Food and love: Becoming the children of God


During times of catastrophic humanitarian crises, and in the direst states of poverty, the human heart and the human body combine to long for just two things: food and love. Forget everything else: food and love mean life instead of death, consolation not despair. They are the foundational requirements for humanity to be and develop.

When Jesus began His earthly ministry, He had no care for the fine detail and verbosity of a pharisaical religion. He cut through religious convention to challenge ordinary people and religious leaders alike with the glaring simplicity of truth. He chose to begin this ministry, not in the big cities, but in simple, impoverished villages and towns. In these places, times were hard and people suffered much. His first encounters were with those who, in the eyes of civilization, were poor, sinners, outcasts, rejected and unhealthy.

His message was clear. Jesus came to tell us about an ‘event’ in which we are active participants. This event – unlike in our 21st century world – was fresh in the minds of the body of civilization, and it was anticipated in a way that we, nowadays, might use as inspiration. Christ came to tell us of the coming of the kingdom of God. He even told His disciples to pray by saying: “Thy Kingdom come, thy will be done on earth as it is in heaven.”

Christ’s coming into the world was for this purpose: to make us children of God. His motive is love, for God is Love. Jesus is the gateway to the Father, and He asks only that we believe, as today’s Gospel Acclamation says: ‘The Word was made flesh and lived among us; to all who did accept Him he gave power to become children of God.’

In the midst of our poverty, our human fragility and our concerns, He is giving us two things: food and love. He does so in the Eucharist, that Sacrament in which Jesus comes to us in body, and we receive Him as food. It is a physical, intimate, deeply personal thing, an encounter that should be the summit of our week of journeying.
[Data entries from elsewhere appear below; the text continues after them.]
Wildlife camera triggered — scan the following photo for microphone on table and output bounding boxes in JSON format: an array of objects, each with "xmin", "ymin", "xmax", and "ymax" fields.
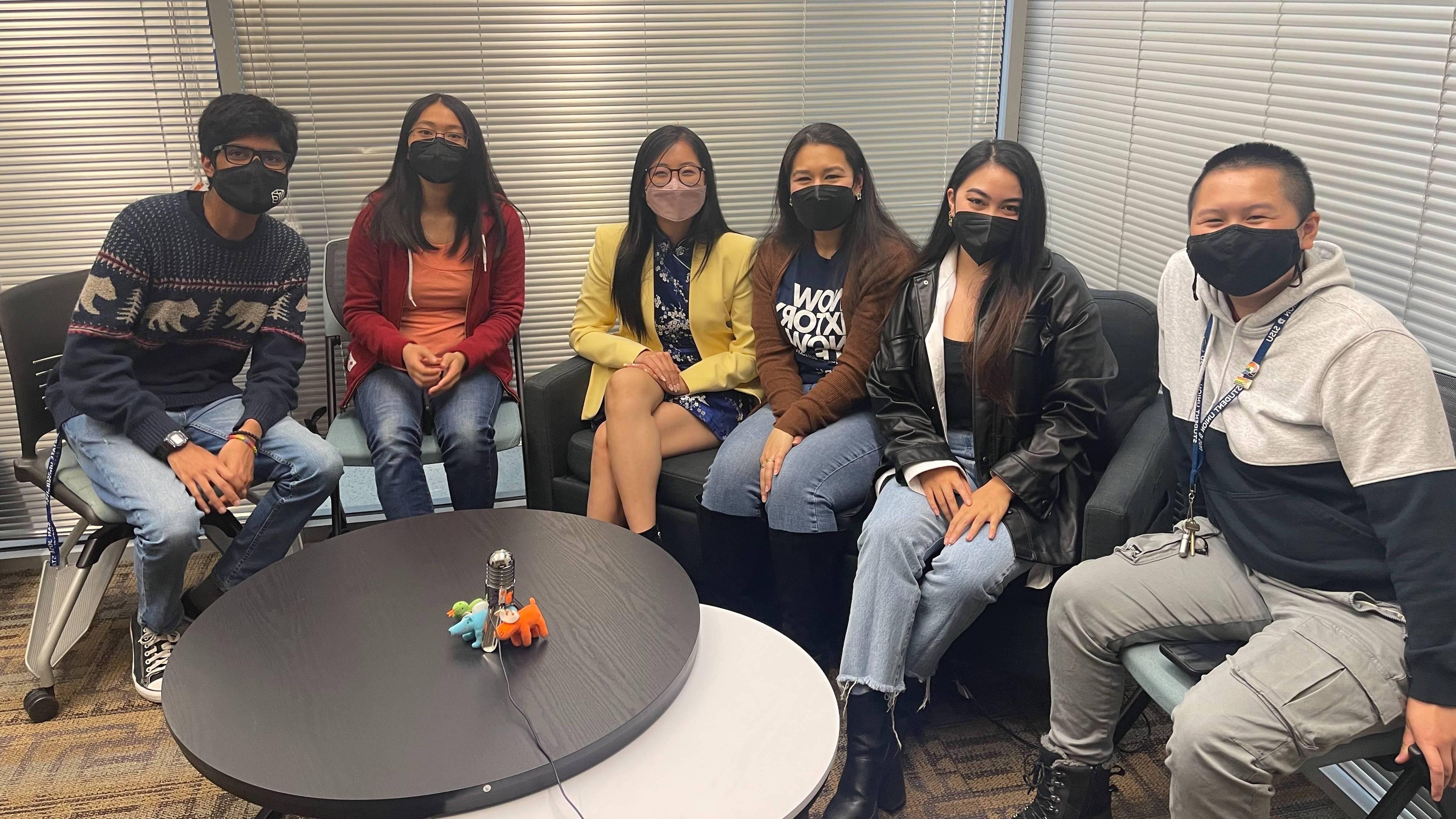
[{"xmin": 481, "ymin": 549, "xmax": 515, "ymax": 651}]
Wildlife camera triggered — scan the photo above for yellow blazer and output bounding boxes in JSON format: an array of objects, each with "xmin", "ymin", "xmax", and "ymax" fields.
[{"xmin": 571, "ymin": 223, "xmax": 763, "ymax": 420}]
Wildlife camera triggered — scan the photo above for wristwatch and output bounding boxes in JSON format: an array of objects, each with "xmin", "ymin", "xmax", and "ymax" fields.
[{"xmin": 156, "ymin": 430, "xmax": 188, "ymax": 460}]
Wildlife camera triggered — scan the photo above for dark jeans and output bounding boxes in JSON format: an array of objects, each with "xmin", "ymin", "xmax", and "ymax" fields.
[{"xmin": 354, "ymin": 367, "xmax": 504, "ymax": 520}]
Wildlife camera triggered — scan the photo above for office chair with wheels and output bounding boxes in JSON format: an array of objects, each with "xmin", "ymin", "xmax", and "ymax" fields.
[
  {"xmin": 323, "ymin": 239, "xmax": 524, "ymax": 535},
  {"xmin": 0, "ymin": 270, "xmax": 303, "ymax": 723}
]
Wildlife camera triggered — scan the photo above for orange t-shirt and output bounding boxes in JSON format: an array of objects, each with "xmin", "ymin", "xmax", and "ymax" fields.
[{"xmin": 399, "ymin": 248, "xmax": 474, "ymax": 356}]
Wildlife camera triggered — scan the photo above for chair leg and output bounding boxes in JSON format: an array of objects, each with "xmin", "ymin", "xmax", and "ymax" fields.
[
  {"xmin": 23, "ymin": 523, "xmax": 127, "ymax": 723},
  {"xmin": 329, "ymin": 487, "xmax": 350, "ymax": 538},
  {"xmin": 1112, "ymin": 688, "xmax": 1152, "ymax": 745},
  {"xmin": 25, "ymin": 523, "xmax": 130, "ymax": 688}
]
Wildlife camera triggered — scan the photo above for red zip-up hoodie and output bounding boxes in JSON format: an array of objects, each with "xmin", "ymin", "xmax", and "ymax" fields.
[{"xmin": 339, "ymin": 194, "xmax": 526, "ymax": 407}]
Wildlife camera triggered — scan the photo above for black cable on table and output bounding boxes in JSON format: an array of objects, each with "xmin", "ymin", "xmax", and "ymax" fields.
[{"xmin": 497, "ymin": 643, "xmax": 587, "ymax": 819}]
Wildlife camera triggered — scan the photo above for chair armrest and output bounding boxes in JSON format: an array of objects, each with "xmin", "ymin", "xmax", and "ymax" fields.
[
  {"xmin": 1082, "ymin": 398, "xmax": 1178, "ymax": 560},
  {"xmin": 521, "ymin": 356, "xmax": 591, "ymax": 508}
]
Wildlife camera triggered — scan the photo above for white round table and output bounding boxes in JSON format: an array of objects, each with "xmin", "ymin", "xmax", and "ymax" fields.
[{"xmin": 454, "ymin": 606, "xmax": 838, "ymax": 819}]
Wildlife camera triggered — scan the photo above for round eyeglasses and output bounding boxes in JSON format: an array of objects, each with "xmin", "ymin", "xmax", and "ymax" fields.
[{"xmin": 646, "ymin": 165, "xmax": 703, "ymax": 188}]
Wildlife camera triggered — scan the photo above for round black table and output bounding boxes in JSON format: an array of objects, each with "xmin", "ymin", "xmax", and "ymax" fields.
[{"xmin": 163, "ymin": 508, "xmax": 699, "ymax": 819}]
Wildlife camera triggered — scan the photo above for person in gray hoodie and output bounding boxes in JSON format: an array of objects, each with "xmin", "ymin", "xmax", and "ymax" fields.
[{"xmin": 1018, "ymin": 143, "xmax": 1456, "ymax": 819}]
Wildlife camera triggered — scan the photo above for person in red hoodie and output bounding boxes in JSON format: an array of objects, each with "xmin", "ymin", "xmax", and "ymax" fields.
[{"xmin": 344, "ymin": 93, "xmax": 526, "ymax": 520}]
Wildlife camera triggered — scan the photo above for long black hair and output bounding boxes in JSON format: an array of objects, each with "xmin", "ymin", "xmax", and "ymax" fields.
[
  {"xmin": 368, "ymin": 93, "xmax": 514, "ymax": 262},
  {"xmin": 763, "ymin": 122, "xmax": 914, "ymax": 303},
  {"xmin": 611, "ymin": 125, "xmax": 729, "ymax": 338},
  {"xmin": 916, "ymin": 140, "xmax": 1050, "ymax": 411}
]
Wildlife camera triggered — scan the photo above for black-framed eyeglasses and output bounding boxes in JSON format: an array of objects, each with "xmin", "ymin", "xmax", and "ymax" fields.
[
  {"xmin": 409, "ymin": 128, "xmax": 466, "ymax": 147},
  {"xmin": 646, "ymin": 165, "xmax": 703, "ymax": 188},
  {"xmin": 213, "ymin": 143, "xmax": 288, "ymax": 170}
]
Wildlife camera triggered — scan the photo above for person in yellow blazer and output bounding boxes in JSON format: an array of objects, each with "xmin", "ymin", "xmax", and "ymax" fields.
[{"xmin": 571, "ymin": 125, "xmax": 763, "ymax": 542}]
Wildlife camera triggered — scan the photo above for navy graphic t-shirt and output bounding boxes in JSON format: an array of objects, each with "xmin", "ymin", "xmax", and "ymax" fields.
[{"xmin": 775, "ymin": 243, "xmax": 849, "ymax": 385}]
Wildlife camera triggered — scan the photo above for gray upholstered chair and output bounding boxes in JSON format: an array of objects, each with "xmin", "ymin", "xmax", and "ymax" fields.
[
  {"xmin": 0, "ymin": 270, "xmax": 294, "ymax": 723},
  {"xmin": 323, "ymin": 239, "xmax": 521, "ymax": 535}
]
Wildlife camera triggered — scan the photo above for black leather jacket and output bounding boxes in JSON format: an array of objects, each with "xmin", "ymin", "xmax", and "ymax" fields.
[{"xmin": 866, "ymin": 254, "xmax": 1117, "ymax": 566}]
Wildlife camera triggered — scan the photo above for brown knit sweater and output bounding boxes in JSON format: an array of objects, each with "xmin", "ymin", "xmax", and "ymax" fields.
[{"xmin": 750, "ymin": 233, "xmax": 914, "ymax": 436}]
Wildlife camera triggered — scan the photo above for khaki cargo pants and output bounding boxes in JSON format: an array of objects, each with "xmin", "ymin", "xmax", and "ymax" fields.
[{"xmin": 1043, "ymin": 517, "xmax": 1407, "ymax": 819}]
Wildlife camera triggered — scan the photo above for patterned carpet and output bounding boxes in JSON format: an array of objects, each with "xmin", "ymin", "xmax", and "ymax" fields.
[{"xmin": 0, "ymin": 551, "xmax": 1343, "ymax": 819}]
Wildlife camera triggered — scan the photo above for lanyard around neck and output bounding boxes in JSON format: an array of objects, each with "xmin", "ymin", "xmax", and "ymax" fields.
[{"xmin": 1188, "ymin": 303, "xmax": 1300, "ymax": 504}]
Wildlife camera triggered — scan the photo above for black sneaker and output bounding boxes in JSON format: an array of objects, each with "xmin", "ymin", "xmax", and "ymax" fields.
[{"xmin": 131, "ymin": 615, "xmax": 182, "ymax": 702}]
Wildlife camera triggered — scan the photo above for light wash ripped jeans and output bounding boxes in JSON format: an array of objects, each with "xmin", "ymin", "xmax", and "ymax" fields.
[
  {"xmin": 703, "ymin": 389, "xmax": 879, "ymax": 532},
  {"xmin": 838, "ymin": 428, "xmax": 1032, "ymax": 697}
]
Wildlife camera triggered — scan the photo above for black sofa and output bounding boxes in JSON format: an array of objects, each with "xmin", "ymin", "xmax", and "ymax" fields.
[
  {"xmin": 524, "ymin": 290, "xmax": 1166, "ymax": 580},
  {"xmin": 523, "ymin": 290, "xmax": 1175, "ymax": 688}
]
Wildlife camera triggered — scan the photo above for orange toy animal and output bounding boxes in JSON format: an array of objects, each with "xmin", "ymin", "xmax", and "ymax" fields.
[{"xmin": 495, "ymin": 598, "xmax": 549, "ymax": 646}]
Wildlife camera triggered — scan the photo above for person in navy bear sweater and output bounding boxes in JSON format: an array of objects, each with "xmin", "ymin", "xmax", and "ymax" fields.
[{"xmin": 45, "ymin": 93, "xmax": 344, "ymax": 702}]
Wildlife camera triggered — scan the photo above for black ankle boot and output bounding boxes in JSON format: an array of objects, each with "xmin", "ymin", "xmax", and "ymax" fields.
[
  {"xmin": 182, "ymin": 574, "xmax": 223, "ymax": 622},
  {"xmin": 1016, "ymin": 749, "xmax": 1112, "ymax": 819},
  {"xmin": 697, "ymin": 506, "xmax": 779, "ymax": 625},
  {"xmin": 769, "ymin": 529, "xmax": 846, "ymax": 666},
  {"xmin": 824, "ymin": 691, "xmax": 906, "ymax": 819}
]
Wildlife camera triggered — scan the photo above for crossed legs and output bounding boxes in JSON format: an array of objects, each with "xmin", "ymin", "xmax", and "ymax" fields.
[{"xmin": 587, "ymin": 367, "xmax": 718, "ymax": 532}]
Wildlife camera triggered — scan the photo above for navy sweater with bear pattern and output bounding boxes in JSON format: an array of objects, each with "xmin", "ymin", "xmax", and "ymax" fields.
[{"xmin": 45, "ymin": 191, "xmax": 309, "ymax": 452}]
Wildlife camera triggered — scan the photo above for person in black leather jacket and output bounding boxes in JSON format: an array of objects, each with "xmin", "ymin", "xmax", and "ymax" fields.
[{"xmin": 824, "ymin": 140, "xmax": 1117, "ymax": 819}]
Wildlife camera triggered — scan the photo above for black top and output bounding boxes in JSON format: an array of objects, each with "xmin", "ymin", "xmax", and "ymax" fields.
[
  {"xmin": 945, "ymin": 338, "xmax": 975, "ymax": 430},
  {"xmin": 773, "ymin": 242, "xmax": 849, "ymax": 386},
  {"xmin": 163, "ymin": 508, "xmax": 699, "ymax": 819}
]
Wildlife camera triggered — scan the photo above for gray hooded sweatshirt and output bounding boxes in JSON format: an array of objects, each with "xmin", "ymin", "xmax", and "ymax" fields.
[{"xmin": 1157, "ymin": 236, "xmax": 1456, "ymax": 705}]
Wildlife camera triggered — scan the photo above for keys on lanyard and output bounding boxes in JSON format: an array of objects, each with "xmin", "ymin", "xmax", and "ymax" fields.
[{"xmin": 1175, "ymin": 304, "xmax": 1299, "ymax": 557}]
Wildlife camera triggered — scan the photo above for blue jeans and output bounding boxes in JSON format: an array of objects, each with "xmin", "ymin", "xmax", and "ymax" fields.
[
  {"xmin": 838, "ymin": 430, "xmax": 1031, "ymax": 695},
  {"xmin": 354, "ymin": 367, "xmax": 505, "ymax": 520},
  {"xmin": 703, "ymin": 404, "xmax": 879, "ymax": 533},
  {"xmin": 64, "ymin": 395, "xmax": 344, "ymax": 634}
]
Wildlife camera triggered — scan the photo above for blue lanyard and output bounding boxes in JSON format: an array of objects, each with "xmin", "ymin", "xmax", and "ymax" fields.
[{"xmin": 1188, "ymin": 303, "xmax": 1299, "ymax": 504}]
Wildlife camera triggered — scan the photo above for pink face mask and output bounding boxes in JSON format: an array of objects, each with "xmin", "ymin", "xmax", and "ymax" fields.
[{"xmin": 646, "ymin": 179, "xmax": 708, "ymax": 221}]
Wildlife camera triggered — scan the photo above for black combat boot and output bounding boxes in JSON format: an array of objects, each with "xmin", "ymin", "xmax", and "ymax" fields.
[
  {"xmin": 1016, "ymin": 749, "xmax": 1112, "ymax": 819},
  {"xmin": 824, "ymin": 691, "xmax": 906, "ymax": 819}
]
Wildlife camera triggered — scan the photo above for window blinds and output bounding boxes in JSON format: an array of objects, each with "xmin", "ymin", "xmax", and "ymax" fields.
[
  {"xmin": 233, "ymin": 0, "xmax": 1003, "ymax": 417},
  {"xmin": 1020, "ymin": 0, "xmax": 1456, "ymax": 370},
  {"xmin": 0, "ymin": 0, "xmax": 217, "ymax": 539}
]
In Our Gospel today, Jesus says: “He who eats my flesh and drinks my blood lives in me and I live with Him. As I, who am sent by the living Father, myself draw life from the Father, so whoever eats me will draw life from me.” Shortly after today’s Gospel passage, we see that many of Jesus’ followers couldn’t accept this difficult teaching, and they turned their backs on Him. Did Jesus try and explain further, running after them and saying He was only speaking figuratively? No, He did not. He turned to His disciples, asking if they too will leave Him. Of course, they did not; and we might see ourselves as the spiritual ancestors of these first believers.

What Jesus asks is that we have faith in Him. He never said it would be easy; in fact, as Christians we are called to swim against the tide of the world – as it is – taking the narrow road. This can be extremely challenging. But the action of grace never ceases in the heart of man, and Jesus is still inviting us to believe in Him, so that we might become children of God.

At Benediction we sing the following hymn:

‘Stay with us, Lord

For evening is approaching

And the day is almost over.

But with You as our food for the journey

We will be led to the day of eternal light.’

We sing this hymn just at the moment evening approaches. But the words also hint at the second coming, and to our journey’s end. That blessed moment, in which we come face to face with God the Father, and we become His children, is the very moment of moments. We should never forget that Jesus comes to us in bodily form in the Blessed Sacrament; He waits for our presence, He anticipates it, because He longs for us to become the children of God.

The kingdom of God is strong wherever there is goodness over oppression, the spirit of joy, the works of peace. Just as Christ chose a place and a people of poverty and sickness to begin His earthly message of salvation, so might we pick up the Word of God and nurture the coming of the Kingdom in our hearts of poverty and sickness, by the nature of what we decide to do, and be, and long for, and live for. This is what St Paul refers to in today’s second reading at Mass, and his words are as apt for 2018 as they were for his own day: ‘Be very careful about the sort of lives you lead, like intelligent and not like senseless people. This may be a wicked age, but your lives should redeem it. And do not be thoughtless, but recognize what is the will of the Lord.’

We read in those chapters a message which is personally addressed to us. And He is saying: “…anyone who eats this bread will live for ever.’